There's an ad running on Craig's List here in Seattle.

"American Black Walnut Tree Seedlings - $6 (Bothell)"

"I have some American black walnut tree seedlings about 15" tall growing in one gallon pots. They were planted last fall and came from East Tennessee. They are ready for transplanting now and are guaranteed to live through October or your money back. Black walnut trees can grow over 60 feet tall, produce delicious nuts, and are the premium wood for furniture and craft projects. They are worth thousands of dollars when mature.

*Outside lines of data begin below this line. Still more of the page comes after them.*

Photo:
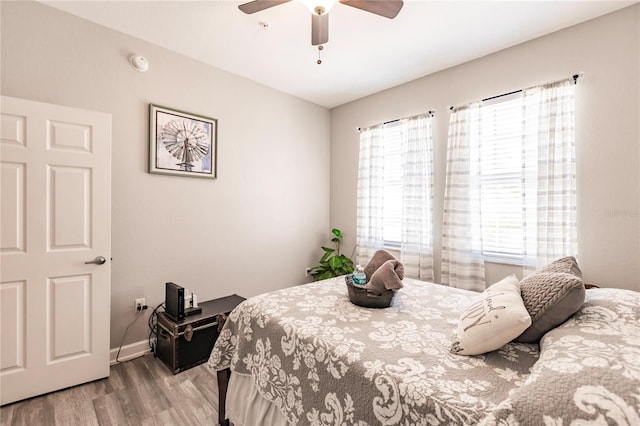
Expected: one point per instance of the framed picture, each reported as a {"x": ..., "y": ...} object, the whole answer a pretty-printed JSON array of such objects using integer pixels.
[{"x": 181, "y": 143}]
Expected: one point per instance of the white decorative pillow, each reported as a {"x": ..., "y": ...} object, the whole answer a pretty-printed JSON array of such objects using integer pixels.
[{"x": 493, "y": 320}]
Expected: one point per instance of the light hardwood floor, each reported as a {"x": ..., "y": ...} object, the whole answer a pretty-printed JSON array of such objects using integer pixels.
[{"x": 138, "y": 392}]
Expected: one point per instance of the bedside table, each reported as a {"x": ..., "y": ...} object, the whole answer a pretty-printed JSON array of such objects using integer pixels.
[{"x": 188, "y": 342}]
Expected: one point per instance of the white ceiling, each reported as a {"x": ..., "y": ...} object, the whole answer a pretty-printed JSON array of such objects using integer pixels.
[{"x": 365, "y": 54}]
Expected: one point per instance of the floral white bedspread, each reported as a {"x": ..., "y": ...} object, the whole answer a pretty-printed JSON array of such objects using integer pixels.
[
  {"x": 324, "y": 361},
  {"x": 588, "y": 372}
]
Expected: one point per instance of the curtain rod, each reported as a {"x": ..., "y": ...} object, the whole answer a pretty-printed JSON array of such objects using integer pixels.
[
  {"x": 430, "y": 112},
  {"x": 575, "y": 81}
]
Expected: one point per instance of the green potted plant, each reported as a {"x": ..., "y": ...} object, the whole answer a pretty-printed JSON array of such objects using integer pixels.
[{"x": 332, "y": 263}]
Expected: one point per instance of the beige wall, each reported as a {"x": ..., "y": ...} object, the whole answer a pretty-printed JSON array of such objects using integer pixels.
[
  {"x": 253, "y": 229},
  {"x": 607, "y": 51}
]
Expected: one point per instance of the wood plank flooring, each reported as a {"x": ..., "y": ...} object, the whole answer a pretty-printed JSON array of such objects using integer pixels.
[{"x": 138, "y": 392}]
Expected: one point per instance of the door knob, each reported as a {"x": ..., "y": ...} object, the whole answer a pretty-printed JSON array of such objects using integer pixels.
[{"x": 99, "y": 260}]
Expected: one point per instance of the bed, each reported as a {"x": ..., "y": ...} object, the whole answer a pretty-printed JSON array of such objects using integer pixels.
[{"x": 307, "y": 355}]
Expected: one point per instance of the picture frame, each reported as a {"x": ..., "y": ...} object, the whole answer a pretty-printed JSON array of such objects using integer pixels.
[{"x": 182, "y": 143}]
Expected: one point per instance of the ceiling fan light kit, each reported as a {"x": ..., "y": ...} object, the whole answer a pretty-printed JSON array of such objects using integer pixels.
[{"x": 320, "y": 13}]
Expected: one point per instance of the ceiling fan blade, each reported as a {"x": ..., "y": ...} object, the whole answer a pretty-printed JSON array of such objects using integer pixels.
[
  {"x": 319, "y": 29},
  {"x": 258, "y": 5},
  {"x": 387, "y": 8}
]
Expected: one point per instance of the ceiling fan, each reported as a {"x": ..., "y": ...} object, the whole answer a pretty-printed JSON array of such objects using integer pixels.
[{"x": 320, "y": 12}]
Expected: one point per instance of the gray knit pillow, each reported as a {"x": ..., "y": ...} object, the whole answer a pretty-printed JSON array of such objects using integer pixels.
[
  {"x": 551, "y": 296},
  {"x": 568, "y": 265}
]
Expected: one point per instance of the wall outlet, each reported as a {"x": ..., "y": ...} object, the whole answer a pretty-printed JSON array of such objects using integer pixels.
[{"x": 139, "y": 304}]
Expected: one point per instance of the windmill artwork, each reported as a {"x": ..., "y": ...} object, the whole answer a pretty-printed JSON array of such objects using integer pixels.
[{"x": 182, "y": 143}]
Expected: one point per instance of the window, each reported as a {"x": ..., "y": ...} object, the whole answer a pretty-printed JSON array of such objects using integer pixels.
[
  {"x": 510, "y": 190},
  {"x": 500, "y": 171},
  {"x": 392, "y": 179},
  {"x": 395, "y": 187}
]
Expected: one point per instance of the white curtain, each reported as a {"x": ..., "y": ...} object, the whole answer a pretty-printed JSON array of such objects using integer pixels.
[
  {"x": 550, "y": 228},
  {"x": 416, "y": 245},
  {"x": 462, "y": 261},
  {"x": 369, "y": 236},
  {"x": 548, "y": 185}
]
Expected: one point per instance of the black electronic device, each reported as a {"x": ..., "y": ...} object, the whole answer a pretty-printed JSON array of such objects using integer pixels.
[{"x": 174, "y": 301}]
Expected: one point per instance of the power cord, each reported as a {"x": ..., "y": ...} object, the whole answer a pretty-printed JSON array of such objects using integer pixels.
[
  {"x": 138, "y": 315},
  {"x": 153, "y": 335}
]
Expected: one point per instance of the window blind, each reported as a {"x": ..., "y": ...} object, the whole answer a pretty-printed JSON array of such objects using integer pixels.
[{"x": 392, "y": 178}]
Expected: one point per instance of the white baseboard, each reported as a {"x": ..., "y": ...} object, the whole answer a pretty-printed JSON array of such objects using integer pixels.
[{"x": 129, "y": 352}]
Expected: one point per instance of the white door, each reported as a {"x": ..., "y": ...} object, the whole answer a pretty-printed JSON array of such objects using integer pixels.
[{"x": 55, "y": 185}]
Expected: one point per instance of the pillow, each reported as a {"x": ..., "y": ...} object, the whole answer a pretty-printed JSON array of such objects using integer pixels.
[
  {"x": 551, "y": 295},
  {"x": 568, "y": 265},
  {"x": 493, "y": 320}
]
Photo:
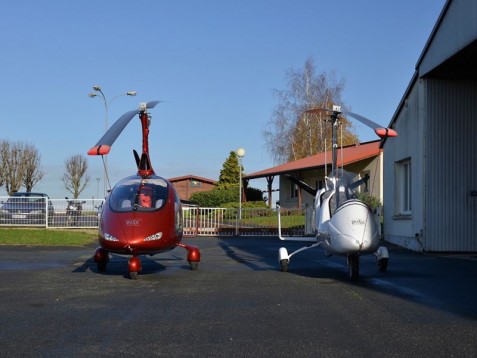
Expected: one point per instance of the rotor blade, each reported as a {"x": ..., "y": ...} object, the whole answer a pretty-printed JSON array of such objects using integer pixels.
[
  {"x": 152, "y": 104},
  {"x": 318, "y": 110},
  {"x": 382, "y": 132},
  {"x": 104, "y": 144}
]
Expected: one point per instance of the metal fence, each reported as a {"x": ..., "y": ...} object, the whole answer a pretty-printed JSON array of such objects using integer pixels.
[
  {"x": 197, "y": 221},
  {"x": 58, "y": 213}
]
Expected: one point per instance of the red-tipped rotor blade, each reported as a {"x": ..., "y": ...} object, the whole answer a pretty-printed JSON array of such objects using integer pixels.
[
  {"x": 152, "y": 104},
  {"x": 378, "y": 129},
  {"x": 104, "y": 144}
]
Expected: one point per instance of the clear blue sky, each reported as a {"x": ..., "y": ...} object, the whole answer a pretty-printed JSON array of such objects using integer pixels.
[{"x": 215, "y": 63}]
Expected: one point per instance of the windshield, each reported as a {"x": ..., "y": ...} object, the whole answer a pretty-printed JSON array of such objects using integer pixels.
[{"x": 135, "y": 193}]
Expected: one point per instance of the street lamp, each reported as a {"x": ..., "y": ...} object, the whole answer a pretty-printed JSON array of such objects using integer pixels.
[
  {"x": 97, "y": 187},
  {"x": 106, "y": 115},
  {"x": 240, "y": 154}
]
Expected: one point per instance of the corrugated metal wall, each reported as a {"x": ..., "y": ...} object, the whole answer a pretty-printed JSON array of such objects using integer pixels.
[{"x": 451, "y": 166}]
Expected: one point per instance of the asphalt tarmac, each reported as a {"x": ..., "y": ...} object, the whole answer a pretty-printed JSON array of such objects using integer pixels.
[{"x": 54, "y": 303}]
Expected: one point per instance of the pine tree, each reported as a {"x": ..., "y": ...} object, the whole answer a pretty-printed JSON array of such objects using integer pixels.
[{"x": 229, "y": 174}]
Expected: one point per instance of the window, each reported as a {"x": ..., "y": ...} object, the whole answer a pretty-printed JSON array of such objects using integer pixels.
[
  {"x": 365, "y": 187},
  {"x": 319, "y": 184},
  {"x": 293, "y": 190},
  {"x": 195, "y": 183},
  {"x": 403, "y": 187}
]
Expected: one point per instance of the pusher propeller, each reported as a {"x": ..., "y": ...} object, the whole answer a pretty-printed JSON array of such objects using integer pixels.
[{"x": 382, "y": 132}]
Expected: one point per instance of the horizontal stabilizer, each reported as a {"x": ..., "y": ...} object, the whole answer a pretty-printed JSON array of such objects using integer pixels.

Email me for more info."

I figured I better give you guys a heads up, because you're going to be hearing about a Highly Valuable Black Walnut tree.

From somebody's children's children's children's children's children.

Especially since these are guaranteed to live through October...


----------



## Jammer (Jul 15, 2009)

And oh, P.S.

I've decided to hell with milling lumber. Too much work.

Just sell the seeds. At six bucks per, you'll make like half a million dollars off one tree per year, and you don't have to sharpen any blades!


----------



## firemedic (Dec 26, 2010)

Hahaha... Now THAT'S a sound business plan if I ever heard one! lol

~tom


----------



## gus (Oct 31, 2010)

that's nuthin. my black walnut seedling guy guarantees his stuff through november.


----------



## slatron25 (Dec 18, 2007)

Jammer Six said:


> And oh, P.S.
> 
> I've decided to hell with milling lumber. Too much work.
> 
> Just sell the seeds. At six bucks per, you'll make like half a million dollars off one tree per year, and you don't have to sharpen any blades!



If you need any help getting started let me know. I can help you out man. Only $2.40 per. Of course these aren't the coveted East Tennessee variety just the plain old central Tennessee type.


----------